While browsing some mead recipes I saw that 2 of the top recipes on the front page for mead were:
Ode to H.O.D. Melomel, FG 1.080
That guy wins too much (Experimental Mead), FG 1.060
I don’t know if I have ever had a beverage with that kind of sugar content before. I have tasted my must at 1.080 before and the sweetness was extreme.
I am guessing these are being sipped and tasted, and not having anything close to a full glass of. My sweetest mead, which I think is the limit I will go, is 1.030 carrot ginger and complements it well, but can’t imagine 1.080 FG!
TLDR; Just looking for some enlightenment on the topic of extremely sweet meads in the 1.060-1.080FG range
I’m still pretty early in my mead making career so I don’t have an answer for you, except maybe having the alcohol helps balance out the high sweetness. It might also be a weird competition quirk too, like how bigger and hoppier beers tend to do better in their style category.
Would you mind sharing your carrot ginger mead recipe? How do you process the carrots? Steam and puree them?
Most American judges would rather have mead taste like honey and fruits and spices than an actual wine-like beverage. And judges don’t need to drink a whole glass – they can wet their palate with it and spit it out. And if they don’t, they’re trashed while they judge it, so then anything goes.
H.O.D. is Heart of Darkness by Schramm’s Mead. It is a wonderful balanced mead. Balance with that high FG? It is a melomel with a ton of fruit, so much liquid comes from the fruit that little water is needed. Fruit has acidity, sometimes a high amount. The high acidity is balanced by the residual sweetness. Ken Schramm has said that Black Agnes which uses only black currants for the fruit has the highest acidity and needs the high sweetness to balance it.
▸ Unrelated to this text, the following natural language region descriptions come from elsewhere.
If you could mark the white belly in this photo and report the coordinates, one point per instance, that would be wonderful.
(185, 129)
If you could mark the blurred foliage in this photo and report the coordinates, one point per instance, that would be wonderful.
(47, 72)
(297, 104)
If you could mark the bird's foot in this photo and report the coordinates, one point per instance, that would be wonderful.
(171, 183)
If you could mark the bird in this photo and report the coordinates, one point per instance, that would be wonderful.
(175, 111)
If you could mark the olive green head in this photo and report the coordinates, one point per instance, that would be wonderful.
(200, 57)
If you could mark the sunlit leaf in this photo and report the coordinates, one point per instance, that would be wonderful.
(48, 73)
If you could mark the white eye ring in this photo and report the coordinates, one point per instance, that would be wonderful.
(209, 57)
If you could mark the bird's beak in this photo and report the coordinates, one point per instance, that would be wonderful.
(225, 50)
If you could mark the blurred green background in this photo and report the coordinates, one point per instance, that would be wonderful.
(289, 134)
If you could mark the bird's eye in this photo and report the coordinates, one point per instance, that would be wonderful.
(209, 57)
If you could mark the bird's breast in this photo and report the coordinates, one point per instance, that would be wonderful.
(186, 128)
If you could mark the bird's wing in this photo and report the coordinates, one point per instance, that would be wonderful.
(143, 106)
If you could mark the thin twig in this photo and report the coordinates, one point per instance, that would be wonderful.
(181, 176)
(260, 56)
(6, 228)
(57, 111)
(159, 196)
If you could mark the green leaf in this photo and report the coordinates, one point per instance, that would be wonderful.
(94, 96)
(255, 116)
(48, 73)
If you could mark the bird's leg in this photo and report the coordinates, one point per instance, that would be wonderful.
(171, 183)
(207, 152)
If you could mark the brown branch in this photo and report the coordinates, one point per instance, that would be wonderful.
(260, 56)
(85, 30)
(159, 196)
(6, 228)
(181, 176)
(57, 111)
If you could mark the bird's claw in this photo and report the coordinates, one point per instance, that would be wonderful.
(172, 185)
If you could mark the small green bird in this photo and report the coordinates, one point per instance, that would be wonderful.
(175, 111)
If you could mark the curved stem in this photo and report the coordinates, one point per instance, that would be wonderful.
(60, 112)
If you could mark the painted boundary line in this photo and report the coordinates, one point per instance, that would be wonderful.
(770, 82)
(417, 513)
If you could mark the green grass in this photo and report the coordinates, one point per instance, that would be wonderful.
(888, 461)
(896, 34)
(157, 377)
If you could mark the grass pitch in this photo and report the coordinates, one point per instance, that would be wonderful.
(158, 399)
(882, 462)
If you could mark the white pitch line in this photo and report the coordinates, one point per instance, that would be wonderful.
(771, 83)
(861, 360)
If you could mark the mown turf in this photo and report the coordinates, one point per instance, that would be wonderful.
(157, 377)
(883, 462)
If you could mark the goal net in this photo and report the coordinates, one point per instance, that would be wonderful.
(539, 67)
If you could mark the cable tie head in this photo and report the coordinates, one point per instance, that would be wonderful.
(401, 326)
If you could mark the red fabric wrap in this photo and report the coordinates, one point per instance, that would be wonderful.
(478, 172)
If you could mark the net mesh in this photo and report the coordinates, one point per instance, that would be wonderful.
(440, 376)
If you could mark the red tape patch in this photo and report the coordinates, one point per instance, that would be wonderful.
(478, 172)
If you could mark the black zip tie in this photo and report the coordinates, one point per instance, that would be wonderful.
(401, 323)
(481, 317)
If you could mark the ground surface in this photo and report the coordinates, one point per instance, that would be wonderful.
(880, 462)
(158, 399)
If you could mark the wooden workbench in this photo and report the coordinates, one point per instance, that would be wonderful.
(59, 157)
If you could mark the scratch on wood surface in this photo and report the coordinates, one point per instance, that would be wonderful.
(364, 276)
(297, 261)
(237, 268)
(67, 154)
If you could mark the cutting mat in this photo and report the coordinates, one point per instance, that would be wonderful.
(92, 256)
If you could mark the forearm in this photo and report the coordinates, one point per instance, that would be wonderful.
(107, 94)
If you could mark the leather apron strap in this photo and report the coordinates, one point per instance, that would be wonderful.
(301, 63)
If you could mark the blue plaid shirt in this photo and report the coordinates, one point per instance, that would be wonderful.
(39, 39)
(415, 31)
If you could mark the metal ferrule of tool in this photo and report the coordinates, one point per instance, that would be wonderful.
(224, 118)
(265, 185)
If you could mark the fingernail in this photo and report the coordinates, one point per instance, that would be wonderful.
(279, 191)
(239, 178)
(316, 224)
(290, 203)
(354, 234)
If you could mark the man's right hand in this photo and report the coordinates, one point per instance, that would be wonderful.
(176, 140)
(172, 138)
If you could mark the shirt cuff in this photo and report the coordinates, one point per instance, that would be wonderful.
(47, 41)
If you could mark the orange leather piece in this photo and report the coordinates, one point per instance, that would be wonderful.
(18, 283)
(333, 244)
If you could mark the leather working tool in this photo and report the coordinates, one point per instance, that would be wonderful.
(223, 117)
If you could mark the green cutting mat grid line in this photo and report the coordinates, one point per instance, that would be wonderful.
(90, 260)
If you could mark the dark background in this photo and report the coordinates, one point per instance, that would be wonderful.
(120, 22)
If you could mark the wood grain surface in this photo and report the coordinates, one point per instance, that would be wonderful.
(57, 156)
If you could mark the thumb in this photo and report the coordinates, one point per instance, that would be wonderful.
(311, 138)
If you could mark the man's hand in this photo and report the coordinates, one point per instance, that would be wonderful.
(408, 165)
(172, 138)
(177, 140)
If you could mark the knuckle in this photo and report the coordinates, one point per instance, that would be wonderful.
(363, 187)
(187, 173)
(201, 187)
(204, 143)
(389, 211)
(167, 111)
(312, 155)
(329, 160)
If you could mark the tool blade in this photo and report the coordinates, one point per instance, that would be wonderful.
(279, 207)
I will add that many of Moonlight’s meads are in that dessert wine style. There is plenty of acidity to balance the residual sweetness. A 1.050 mead can still be quite refreshing and enjoyable with the right acid balance.
Also, if your only point of reference is beer for FG’s, then you probably need to recalibrate for wine and mead. A “sweet” beer is rarely sweet the way a sweet wine is.
I enter to win, not for feedback. As such I’m trying impress judges. Intensity is the easiest way to do this, followed by giving them something they didn’t expect.
Giant sweet strong meads properly made can last for years. All I gotta do is grab bottles off a shelf and slap an entry label on them; done. In the chaos of tweaking multiple beer entries as a deadline looms, this quick decision on an entry is super welcome.
It doesn’t mean they’re “better” or even what I drink regularly. I’ve said before: I’m not markedly better than dozens of great AHA mead makers. I’m just a little better than most at giving the judges what they want. Make mead however you like. If I’m drinking more than a sip of mead it’s probably in the 1.009 range.
I’m going to take a tiny bit of credit and blame for the increase in 'Polish" Historical Meads. Less than a decade ago these were regularly cast aside, often with comments to the effect of “doesn’t taste like sherry: Fail”. Then some jerk won with one, went of a diatribe about it, then won the next year with “y’all really want sherry? Here you go”
Judges got better, and now more are entering their sweet monstrosities, lol. Some are even great.